In Fig. 1, the user “N1” from “G2” has few contacts but high calling frequency, and it interacts with its local alters at very high frequency. From the operator’s perspective, it is a loyal user for its strong social relationships are all within this operator; There are lots of users in “G3”, and “N2” is taken as an example, the user has intense communication with the bidirectional alters and lots of incoming calls from the other operators, thus it can be infered that it is a loyal user, meanwhile, it has the potential to attract the users from the other operators for it receives lots of calls from the other operators; For the users in “G4”, like “N3”, it has lots of contacts and has more interactions with local users, especially local bidirectional users (the center glyph), so this is an active and loyal user. All the above users have reasonable communication behaviors (both strong and weak social relationships are observed) and are normal users.

The last user “A1”, in Fig. 1(c) has large number of contacts, however this user is outside of the scope of any existing group. In fact, this user calls lots of alien users, but doesn’t have any strong relationships recorded, it looks more like an abnormal user, for example the telecom spammer. Figure 4 shows “A2” from “G1” and “A3” from “G5”, according to definition, these are the users with very small and large ego networks, both of them are abnormal users. Among them, “A2” may have other mobile number in service at the same time, the egonetwork we obtained only contains part of its communication behaviors, and this is an alarm for the operator, and it calls for new business strategies to attract these users back. “A3” has 788 contacts (including many external contacts), the operator should try to maintain such heavy telecom user. From the above, we can see that this visual analytics system can help the operator to better understand the communication behaviors of both normal users and abnormal users, thus can help in making more personalized and profitable strategies.

Fig. 4.
figure 4

In this section, we apply the visual analytics system in the task of abnormal user detection. The goal of this task is to find the abnormal users whose communication behaviors are very different and obtain the useful information to support the analysts of the mobile operator.

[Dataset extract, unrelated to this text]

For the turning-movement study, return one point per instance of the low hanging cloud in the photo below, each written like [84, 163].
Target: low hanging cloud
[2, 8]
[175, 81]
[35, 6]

6 Discussion and Conclusion

The case study has demonstrated the efficacy of our visualization method in exploring large communication networks from egocentric perspective. The design of the statistical view can present the overall users’ contacts distributions; the glyph based group view makes it easier to compare several users from the distribution of their contacts and call frequency at the same time; the stacked egocentric view can present the detail communication information of an ego. For example, this system can help to detect the service number and telecom-spammer.

Nevertheless, our method also suffers from several limitations. First of all, egocentric view can only show four egos at a time now. Secondly, the center of egocentric view high dimension information, and cannot display the ego’s relationship network. The advantage is that such ratios can help the operator to estimate its market shares, and the disadvantage is the lost of the exact number of different kinds of alters.

As future works, the potential research direction is to present the ego-information of the ego and alters at the same time to improve mobility predictions.